Geoff Yu, do BNY, observa que as tensões renovadas entre EUA e Irã impulsionaram o Brent e o WTI, com os mercados reavaliando os riscos de suprimento de energia e o sentimento de risco mais amplo. Yu enfatiza que o Estreito de Ormuz é agora o principal canal macroeconômico, pois a pressão sustentada sobre o petróleo pode complicar as respostas dos bancos centrais ao combinar inflação persistente, consumo mais fraco e menor flexibilidade de política nos próximos meses.

Choque de energia e restrições de política

“O Estreito de Ormuz é o canal macro central: a escalada renovada entre EUA e Irã elevou o petróleo, mas a questão maior é como a pressão energética sustentada restringirá a capacidade dos bancos centrais de reagir.”
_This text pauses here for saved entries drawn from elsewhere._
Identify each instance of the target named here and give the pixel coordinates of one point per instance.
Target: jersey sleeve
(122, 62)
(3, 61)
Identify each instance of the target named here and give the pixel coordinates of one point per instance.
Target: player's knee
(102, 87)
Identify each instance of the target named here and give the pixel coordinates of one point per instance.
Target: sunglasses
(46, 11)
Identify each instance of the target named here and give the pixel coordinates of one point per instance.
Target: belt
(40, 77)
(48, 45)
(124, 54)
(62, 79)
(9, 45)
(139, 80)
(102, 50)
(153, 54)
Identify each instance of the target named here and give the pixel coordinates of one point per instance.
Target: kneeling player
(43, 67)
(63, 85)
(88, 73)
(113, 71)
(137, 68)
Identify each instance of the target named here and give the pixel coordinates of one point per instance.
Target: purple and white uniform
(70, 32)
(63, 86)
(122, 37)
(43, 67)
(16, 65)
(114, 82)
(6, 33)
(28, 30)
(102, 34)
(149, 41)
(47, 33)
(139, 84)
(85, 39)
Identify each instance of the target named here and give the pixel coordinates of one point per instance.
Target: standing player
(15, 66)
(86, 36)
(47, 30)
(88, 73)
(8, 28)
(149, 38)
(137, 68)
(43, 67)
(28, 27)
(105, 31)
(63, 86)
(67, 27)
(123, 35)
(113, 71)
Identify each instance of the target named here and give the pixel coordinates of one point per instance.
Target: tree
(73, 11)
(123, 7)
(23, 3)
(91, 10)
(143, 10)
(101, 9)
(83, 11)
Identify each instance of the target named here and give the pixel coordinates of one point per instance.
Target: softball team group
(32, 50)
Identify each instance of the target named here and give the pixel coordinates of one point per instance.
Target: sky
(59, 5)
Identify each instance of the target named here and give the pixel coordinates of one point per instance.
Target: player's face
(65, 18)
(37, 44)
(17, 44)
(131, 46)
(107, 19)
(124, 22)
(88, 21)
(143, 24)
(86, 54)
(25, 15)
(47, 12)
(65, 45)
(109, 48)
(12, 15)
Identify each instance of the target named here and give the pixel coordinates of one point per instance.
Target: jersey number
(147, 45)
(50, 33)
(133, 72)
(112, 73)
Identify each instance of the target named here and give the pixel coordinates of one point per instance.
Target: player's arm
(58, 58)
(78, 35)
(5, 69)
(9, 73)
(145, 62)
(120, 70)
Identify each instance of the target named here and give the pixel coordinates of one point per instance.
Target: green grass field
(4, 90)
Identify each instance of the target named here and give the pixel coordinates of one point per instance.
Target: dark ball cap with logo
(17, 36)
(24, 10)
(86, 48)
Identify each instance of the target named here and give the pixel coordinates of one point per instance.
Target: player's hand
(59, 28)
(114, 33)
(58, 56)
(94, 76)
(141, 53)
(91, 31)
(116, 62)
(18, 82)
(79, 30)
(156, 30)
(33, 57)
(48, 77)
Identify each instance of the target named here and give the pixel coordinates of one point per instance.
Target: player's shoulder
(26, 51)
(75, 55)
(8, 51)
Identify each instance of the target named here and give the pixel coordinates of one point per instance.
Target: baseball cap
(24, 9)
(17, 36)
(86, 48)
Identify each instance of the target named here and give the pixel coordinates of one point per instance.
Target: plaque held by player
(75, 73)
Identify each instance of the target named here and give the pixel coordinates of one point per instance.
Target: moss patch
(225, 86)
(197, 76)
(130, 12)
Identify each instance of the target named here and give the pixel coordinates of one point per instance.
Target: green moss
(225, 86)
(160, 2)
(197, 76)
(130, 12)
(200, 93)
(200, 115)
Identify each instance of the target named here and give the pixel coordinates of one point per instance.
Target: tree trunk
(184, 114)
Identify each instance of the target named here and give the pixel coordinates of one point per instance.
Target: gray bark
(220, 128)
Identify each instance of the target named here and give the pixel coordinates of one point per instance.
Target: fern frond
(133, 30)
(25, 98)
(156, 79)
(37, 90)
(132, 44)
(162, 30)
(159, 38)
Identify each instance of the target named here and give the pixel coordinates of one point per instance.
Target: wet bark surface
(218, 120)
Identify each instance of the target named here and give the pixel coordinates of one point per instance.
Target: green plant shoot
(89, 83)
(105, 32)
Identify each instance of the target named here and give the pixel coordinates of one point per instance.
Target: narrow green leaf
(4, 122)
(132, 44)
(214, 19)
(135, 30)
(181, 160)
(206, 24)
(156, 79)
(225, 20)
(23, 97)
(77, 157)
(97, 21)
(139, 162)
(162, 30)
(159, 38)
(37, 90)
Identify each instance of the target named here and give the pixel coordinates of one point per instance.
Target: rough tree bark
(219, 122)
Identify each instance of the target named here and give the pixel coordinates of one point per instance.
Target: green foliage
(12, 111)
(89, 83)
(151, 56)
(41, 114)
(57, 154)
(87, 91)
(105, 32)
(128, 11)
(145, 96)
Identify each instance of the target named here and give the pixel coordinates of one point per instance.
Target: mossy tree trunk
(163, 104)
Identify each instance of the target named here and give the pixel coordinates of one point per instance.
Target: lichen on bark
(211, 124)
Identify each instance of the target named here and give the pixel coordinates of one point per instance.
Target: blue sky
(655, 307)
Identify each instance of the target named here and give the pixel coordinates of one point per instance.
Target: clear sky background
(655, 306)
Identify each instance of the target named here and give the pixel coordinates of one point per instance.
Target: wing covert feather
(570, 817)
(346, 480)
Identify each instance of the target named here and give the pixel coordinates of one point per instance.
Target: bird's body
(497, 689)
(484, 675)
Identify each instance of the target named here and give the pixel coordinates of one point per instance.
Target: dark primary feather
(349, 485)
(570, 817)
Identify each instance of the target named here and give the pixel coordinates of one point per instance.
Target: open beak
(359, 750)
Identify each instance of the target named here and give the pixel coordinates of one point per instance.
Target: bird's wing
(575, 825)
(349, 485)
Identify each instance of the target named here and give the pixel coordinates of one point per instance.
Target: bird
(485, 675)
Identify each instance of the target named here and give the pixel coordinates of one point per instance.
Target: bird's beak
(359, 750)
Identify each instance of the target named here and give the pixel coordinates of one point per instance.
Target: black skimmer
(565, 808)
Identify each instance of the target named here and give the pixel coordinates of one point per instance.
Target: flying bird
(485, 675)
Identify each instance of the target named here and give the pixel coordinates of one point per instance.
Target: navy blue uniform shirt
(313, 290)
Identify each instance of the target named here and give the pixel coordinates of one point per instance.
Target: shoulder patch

“Se a pressão do petróleo persistir, o mercado terá que precificar um cenário menos confortável de inflação persistente, consumo mais fraco e menor flexibilidade de política.”
“A duração [das posições] pode ser mantida leve enquanto o petróleo eleva o risco de inflação, e o beta de IA/semicondutores lotado pode ser reduzido onde o fluxo e o posicionamento estão impulsionando os preços mais do que os lucros.”
“Os investidores podem desejar reconstruir posições em energia seletivamente onde a exposição foi cortada demais, mas evitar perseguir um prêmio de crise total.”